The newWorker() function (worker.go:62-80) initializes and starts the background goroutine:
w := &worker{
    queue:    make(chan *buffer, cap),
    syncChan: make(chan chan error),
    output:   output,
    bw:       bufio.NewWriterSize(output, 64*1024), // 64KB buffer
    stopChan: make(chan struct{}),
    flushed:  make(chan struct{}),
    strategy: strategy,
}
w.refCount.Store(1)
w.start()
All workers are registered in a global _workers slice (worker.go:33-34) to support flushAllWorkers() for graceful shutdown.

Worker run loop

The run() method (worker.go:139-168) implements the core processing logic:
for {
    select {
    case <-w.stopChan:
        w.drainAll()
        w.flushBuffer()
        return
    case errChan := <-w.syncChan:
        w.drainAll()
        err := w.flushBuffer()
        errChan <- err
    case b := <-w.queue:
        w.write(b)
        // Batching: drain more without blocking
        for {
            select {
            case next := <-w.queue:
                w.write(next)
            default:
                goto flush
            }
        }
    flush:
        w.flushBuffer()
    }
}

Batching optimization

The worker (worker.go:156-163) attempts to drain multiple entries from the queue without blocking, then flushes them together. This reduces the number of syscalls and improves throughput.

Buffer management

Velo uses a buffer pool to avoid allocating memory for every log entry. The submit() method (worker.go:100-118) handles buffer submission:
func (w *worker) submit(b *buffer) {
    select {
    case w.queue <- b:
        return
    default:
        // Queue is full - apply overflow strategy
    }
    // ... overflow handling
}
When the channel has space, the buffer is queued immediately and your goroutine returns. When the channel is full, the overflow strategy determines what happens next.

Synchronization

The sync() method (worker.go:121-129) blocks until all queued logs are written to the underlying writer:
func (w *worker) sync() error {
    errChan := make(chan error, 1)
    select {
    case w.syncChan <- errChan:
        return <-errChan
    case <-w.flushed:
        return nil
    }
}
Call logger.Close() or logger.Sync() before your application exits to ensure all logs are written:
logger := velo.New()
defer logger.Close() // Ensures all logs are flushed
If you don’t call Close() or Sync(), logs remaining in the buffer may be lost when your application terminates.

Error handling

The worker tracks write errors via lastErr (worker.go:59) and the handleError() method (worker.go:196-202):
func (w *worker) handleError(err error) {
    if err != nil && w.lastErr != err {
        // Prevent log spam about logging errors
        w.lastErr = err
        fmt.Fprintf(os.Stderr, "velo: logging error: %v\n", err)
    }
}
Errors are printed to stderr to avoid recursive logging issues. The worker deduplicates identical consecutive errors to prevent spam.

Stopping a worker

The stop() method (worker.go:86-98) gracefully shuts down the background goroutine:
  1. Removes the worker from the global registry
  2. Closes the stopChan to signal shutdown
  3. Waits for the flushed channel to confirm all entries are written
The worker drains all remaining entries (worker.go:145-146) before returning, ensuring no logs are lost during shutdown.

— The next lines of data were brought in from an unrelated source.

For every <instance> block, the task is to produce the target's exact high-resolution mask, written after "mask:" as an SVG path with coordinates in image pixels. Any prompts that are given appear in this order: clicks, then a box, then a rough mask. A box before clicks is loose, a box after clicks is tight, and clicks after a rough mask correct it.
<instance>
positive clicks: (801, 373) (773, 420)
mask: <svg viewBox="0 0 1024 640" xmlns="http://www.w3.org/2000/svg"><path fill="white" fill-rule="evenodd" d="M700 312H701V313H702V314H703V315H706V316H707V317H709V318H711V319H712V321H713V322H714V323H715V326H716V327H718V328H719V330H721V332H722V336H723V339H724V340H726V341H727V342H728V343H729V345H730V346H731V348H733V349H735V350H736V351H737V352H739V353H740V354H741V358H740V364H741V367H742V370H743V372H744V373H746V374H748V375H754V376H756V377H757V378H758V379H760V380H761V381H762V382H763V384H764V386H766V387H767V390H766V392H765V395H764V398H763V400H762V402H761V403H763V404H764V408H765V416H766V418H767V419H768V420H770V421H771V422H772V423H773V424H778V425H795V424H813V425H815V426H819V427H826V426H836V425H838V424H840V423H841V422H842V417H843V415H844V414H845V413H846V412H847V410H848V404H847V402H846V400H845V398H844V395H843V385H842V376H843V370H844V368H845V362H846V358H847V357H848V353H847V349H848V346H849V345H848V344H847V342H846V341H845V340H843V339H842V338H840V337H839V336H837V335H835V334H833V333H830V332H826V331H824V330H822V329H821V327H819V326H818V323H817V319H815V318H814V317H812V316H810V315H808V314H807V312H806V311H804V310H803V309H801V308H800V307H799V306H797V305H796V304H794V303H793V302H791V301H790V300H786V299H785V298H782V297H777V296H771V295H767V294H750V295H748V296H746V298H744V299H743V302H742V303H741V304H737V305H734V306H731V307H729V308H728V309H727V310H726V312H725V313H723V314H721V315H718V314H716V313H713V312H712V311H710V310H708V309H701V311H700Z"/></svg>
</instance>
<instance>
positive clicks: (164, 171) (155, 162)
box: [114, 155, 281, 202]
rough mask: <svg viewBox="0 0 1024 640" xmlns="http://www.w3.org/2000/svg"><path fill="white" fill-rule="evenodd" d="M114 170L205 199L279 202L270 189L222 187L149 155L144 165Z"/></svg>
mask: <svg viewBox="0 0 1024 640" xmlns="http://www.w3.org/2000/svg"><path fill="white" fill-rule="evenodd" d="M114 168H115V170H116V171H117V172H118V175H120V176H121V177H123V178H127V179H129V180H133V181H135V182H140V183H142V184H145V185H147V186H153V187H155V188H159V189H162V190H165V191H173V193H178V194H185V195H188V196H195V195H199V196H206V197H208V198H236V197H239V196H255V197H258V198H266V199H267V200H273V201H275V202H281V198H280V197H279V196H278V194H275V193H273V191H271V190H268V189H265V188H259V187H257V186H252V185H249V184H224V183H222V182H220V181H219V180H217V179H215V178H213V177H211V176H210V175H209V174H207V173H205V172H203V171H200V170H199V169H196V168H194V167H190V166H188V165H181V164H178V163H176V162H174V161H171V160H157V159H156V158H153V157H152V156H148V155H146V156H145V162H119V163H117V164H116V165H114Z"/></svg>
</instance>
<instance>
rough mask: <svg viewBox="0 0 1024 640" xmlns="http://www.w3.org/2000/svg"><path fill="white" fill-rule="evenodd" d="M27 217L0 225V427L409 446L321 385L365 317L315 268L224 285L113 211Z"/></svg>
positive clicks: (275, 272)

Performance characteristics

  • Zero blocking: Your goroutines never wait for I/O under normal conditions
  • Batched writes: Multiple log entries are written in a single syscall
  • 64KB buffer: Reduces the frequency of writes to the underlying stream
  • Buffer pooling: Eliminates allocations for log entry buffers
See the performance guide for detailed performance comparisons with other logging libraries.